The first in a detective series marketed as folk crime, Turning Blue is a slight departure for Myers. He’s never written outright crime before. However, this is definitely not a police procedural, it is more rural crime noir with flawed but decent heroes at its heart.
Obsessive and antisocial Detective Brindle and ex-hedonist journalist Mace form an unlikely alliance to uncover why a local teenager has mysteriously disappeared. They expose so much more than a run of the mill missing persons case. In a work where art often imitates recent real life news stories and police investigations which have shocked the British public, Brindle and Mace wade through sleaze, establishment corruption and cover ups involving the police, close knit silent communities, a grotesque character who seems to be a mash up of Jimmy Saville, Jonathan King and Stewart Hall and a revolting, disturbing loner pig farmer whose behaviour as the story progresses goes from the bizarre and creepy to alarming and sinister. His pathetic existence invades every page cultivating a feeling of unease from the beginning.

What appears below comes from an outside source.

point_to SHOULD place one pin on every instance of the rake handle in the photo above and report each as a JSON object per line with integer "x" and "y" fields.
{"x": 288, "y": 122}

It’s easy to compare Ben Myers’ writing to the likes of Cormac McCarthy, Derek Raymond or James Ellroy – I’ve done it myself before. Here’s another comparison: There’s a touch of the David Peace Red Riding about Myers’ latest offering; hard Northern men, institutional corruption, sleaze and violence in small, overlooked communities. Such comparisons are useful to allow those who’ve never come across his books to get a flavour of what to expect, but also slightly erroneous. Ben Myers’ writing is difficult to define or pigeon hole. He seems unsure himself of how this new book should be described. But does it matter? Do I need to compare it to other work? Do I need to identify it as writing of a particular genre? I don’t think so.
Myers has his own style, he is an exciting writer of extraordinary talent with an ability to weave heart-breaking tales about marginalised communities and individuals with brutal, bleak and stomach-wrenching stories into the evocative tapestry of a landscape setting. This creates a dichotomy for the reader; admiration for the perceptive descriptions and economy of writing mixed with feelings of revulsion at the violence and horror. Myers has never been for the faint-hearted or easily offended and Turning Blue is no different to its two predecessors in that respect. It is visceral. Human beings can be sick, we just don’t like admitting it to ourselves and Myers continues to make no apology for holding the mirror steady so we can’t avoid the myriad of vileness and the depths some of us can stoop to. This is what I love; honesty in fiction. I’m pretty sure the stuff Myers writes about in Turning Blue does/has happened, no matter how uncomfortable that makes me feel.
The outdoors is the scaffolding on which Myers overlays the plots of all his recent fiction and Turning Blue continues that trend. The countryside sometimes feels like an afterthought in some “nature” writing, but Myers has always used it to represent emotion and propel a plot onwards. In Pig Iron the landscape provided solace and refuge (and there is a lovely nod to John John Wisdom’s green cathedral with its mention in Turning Blue), in Beastings it was a menacing means of escape, in this book, the Yorkshire countryside is brooding, an irritant obstructing the investigation. It is harsh and bleak, wet or snowbound and difficult to navigate if you are not from the “Hamlet”. You know the ancient sod and dirt will triumphantly remain long after these characters are dead and buried. It is the constant.
I am continually excited and blown away by Myers’ awesome writing. I swallowed down this book with the thirst of the seriously dehydrated. I suggest you all get the drinks in as soon as you can because Myers is the landlord serving up intoxicating fiction.
Thanks to Ben and Moth Publishing for sending me a review copy and the lovely tin of moss, wire and plastic pig.